What is sweat equity?

Sweat Equity (also termed “stock for services”) refers to the equity an individual or service provider receives in a business as compensation for contributing (their time, effort, skill and experience) to the business.

In many cases startups have little money to pay for services, staff or resources, so sweat equity is commonly offered as an alternative to cash payment. By leveraging the potential for very high growth and value of the business in the future, equity in the startup can literally be used as real currency today. As such, sweat equity can sometimes substitute the need for business funding in cases where financial capital would otherwise be needed for payment of services, staff or resources.

Sweat Equity may take many forms. For example:

  • When starting a business, founders may determine the amount of ‘sweat’ (time, effort and value) each founder is to put into the business. Founders contributing more ‘sweat’ may receive more equity in the business.

  • When starting a business, some founders might put in financial capital to receive equity while other founders who don’t contribute any financial capital (or contribute less financial capital) may put in sweat equity to receive their share of ownership.

  • When starting a business, or with a startup already running, the business might require a key service, but as a startup it doesn’t have enough funds to pay for the service. So rather than offering financial payment, the business may offer equity in the business as compensation for the service provider’s effort. This could occur with all types of services, some common examples being tech/web development, sales, marketing, legal, accounting, and corporate advisory.

  • With a startup already running, the business might want to bring on more staff, particularly experienced skilled staff, but it doesn’t have the funds to pay market rates for these high value staff. Instead, the business offers equity in the business as compensation.

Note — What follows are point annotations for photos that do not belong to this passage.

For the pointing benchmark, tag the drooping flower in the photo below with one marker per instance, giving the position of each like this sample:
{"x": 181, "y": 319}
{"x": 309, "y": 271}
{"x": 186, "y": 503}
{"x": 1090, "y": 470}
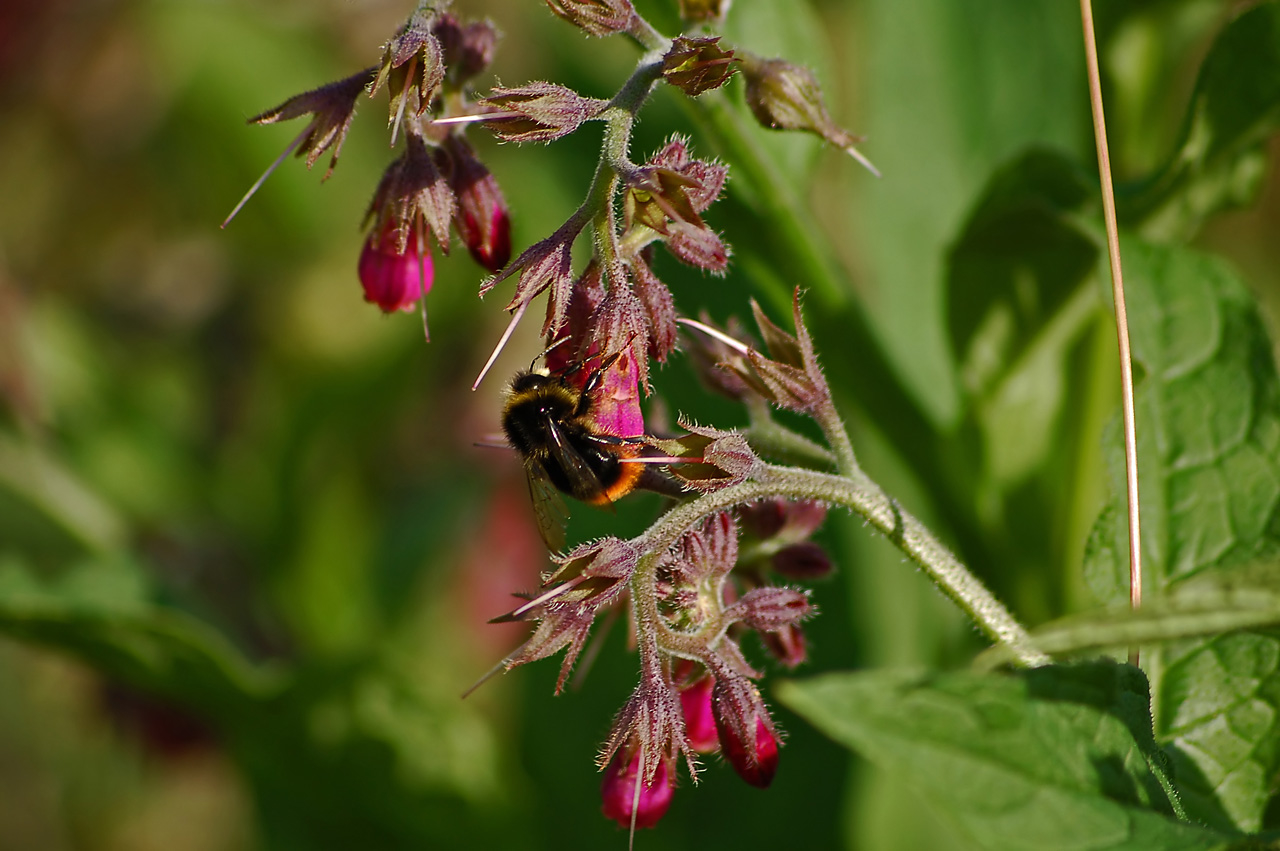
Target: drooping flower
{"x": 748, "y": 737}
{"x": 618, "y": 791}
{"x": 480, "y": 216}
{"x": 394, "y": 279}
{"x": 699, "y": 722}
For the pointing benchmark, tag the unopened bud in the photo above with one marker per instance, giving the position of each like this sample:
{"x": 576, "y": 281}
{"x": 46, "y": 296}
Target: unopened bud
{"x": 745, "y": 730}
{"x": 480, "y": 216}
{"x": 696, "y": 64}
{"x": 595, "y": 17}
{"x": 803, "y": 561}
{"x": 787, "y": 645}
{"x": 699, "y": 721}
{"x": 704, "y": 10}
{"x": 771, "y": 608}
{"x": 540, "y": 111}
{"x": 412, "y": 62}
{"x": 467, "y": 49}
{"x": 618, "y": 791}
{"x": 787, "y": 97}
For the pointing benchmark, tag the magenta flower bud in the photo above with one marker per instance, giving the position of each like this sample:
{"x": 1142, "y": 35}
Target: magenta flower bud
{"x": 617, "y": 407}
{"x": 393, "y": 280}
{"x": 539, "y": 111}
{"x": 771, "y": 608}
{"x": 748, "y": 737}
{"x": 480, "y": 215}
{"x": 699, "y": 721}
{"x": 618, "y": 792}
{"x": 696, "y": 64}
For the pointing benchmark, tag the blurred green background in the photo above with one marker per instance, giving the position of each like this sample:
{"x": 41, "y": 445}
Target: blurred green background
{"x": 247, "y": 545}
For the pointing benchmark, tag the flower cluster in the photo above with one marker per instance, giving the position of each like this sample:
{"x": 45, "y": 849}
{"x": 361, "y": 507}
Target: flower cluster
{"x": 702, "y": 596}
{"x": 437, "y": 183}
{"x": 707, "y": 575}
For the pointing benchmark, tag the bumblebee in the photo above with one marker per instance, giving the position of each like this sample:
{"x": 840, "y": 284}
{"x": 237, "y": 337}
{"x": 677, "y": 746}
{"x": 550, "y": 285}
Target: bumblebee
{"x": 549, "y": 422}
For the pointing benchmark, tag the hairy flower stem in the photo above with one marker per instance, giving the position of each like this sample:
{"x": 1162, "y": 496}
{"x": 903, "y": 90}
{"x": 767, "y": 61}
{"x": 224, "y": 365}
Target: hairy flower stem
{"x": 859, "y": 494}
{"x": 837, "y": 438}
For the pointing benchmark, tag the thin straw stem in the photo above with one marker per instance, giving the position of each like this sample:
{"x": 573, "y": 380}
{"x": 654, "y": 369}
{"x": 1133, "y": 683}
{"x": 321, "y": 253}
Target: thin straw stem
{"x": 1109, "y": 211}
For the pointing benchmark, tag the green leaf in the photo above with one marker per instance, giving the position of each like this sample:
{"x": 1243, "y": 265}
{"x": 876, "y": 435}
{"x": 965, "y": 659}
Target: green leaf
{"x": 1054, "y": 758}
{"x": 790, "y": 30}
{"x": 1207, "y": 609}
{"x": 100, "y": 613}
{"x": 1208, "y": 460}
{"x": 1219, "y": 161}
{"x": 1018, "y": 303}
{"x": 942, "y": 108}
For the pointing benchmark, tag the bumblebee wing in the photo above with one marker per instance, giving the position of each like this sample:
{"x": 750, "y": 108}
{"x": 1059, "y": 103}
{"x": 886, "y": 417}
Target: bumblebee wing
{"x": 549, "y": 508}
{"x": 583, "y": 480}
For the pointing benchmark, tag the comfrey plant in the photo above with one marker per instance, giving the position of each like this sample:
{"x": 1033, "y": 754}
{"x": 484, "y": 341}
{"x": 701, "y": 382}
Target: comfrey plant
{"x": 717, "y": 564}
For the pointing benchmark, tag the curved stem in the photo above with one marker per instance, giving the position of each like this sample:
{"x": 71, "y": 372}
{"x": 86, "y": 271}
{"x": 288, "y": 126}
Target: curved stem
{"x": 881, "y": 511}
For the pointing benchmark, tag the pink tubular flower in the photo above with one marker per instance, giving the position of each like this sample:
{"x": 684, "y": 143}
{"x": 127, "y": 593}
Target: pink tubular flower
{"x": 617, "y": 407}
{"x": 393, "y": 280}
{"x": 699, "y": 722}
{"x": 618, "y": 792}
{"x": 748, "y": 737}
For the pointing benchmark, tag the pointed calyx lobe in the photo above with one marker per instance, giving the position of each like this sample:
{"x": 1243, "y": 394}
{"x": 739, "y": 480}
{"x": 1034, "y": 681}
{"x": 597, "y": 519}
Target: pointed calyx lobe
{"x": 668, "y": 195}
{"x": 696, "y": 64}
{"x": 414, "y": 191}
{"x": 539, "y": 111}
{"x": 481, "y": 216}
{"x": 748, "y": 737}
{"x": 590, "y": 579}
{"x": 412, "y": 63}
{"x": 785, "y": 96}
{"x": 790, "y": 376}
{"x": 332, "y": 108}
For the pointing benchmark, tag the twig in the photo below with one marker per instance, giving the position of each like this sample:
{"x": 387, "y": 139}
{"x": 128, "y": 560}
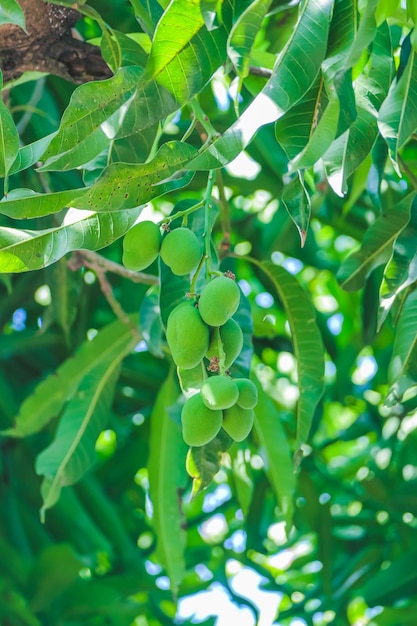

By offering equity compensation, sometimes highly skilled and experienced staff can be brought on for significantly reduced, or even no wages.

Some key points to note about Sweat Equity:

1. The value of an early stage startup (without an exit option) is all based on its potential. Equity in a startup that has very high potential can be worth a lot, and it can often ‘buy’ a lot offering sweat equity. Equity in a startup that isn’t very high potential isn’t worth as much, so it can’t ‘buy’ as much.

2. The potential of a startup is highly subjective. Sweat equity can be used to ‘pay’ for services and resources but only if the individual or service provider believes in the potential value of the business.

This might be a suitable alternative to funding in cases where that service is a major component of starting up or growing the business (for example website or tech development) and funding would otherwise be needed to pay for the service.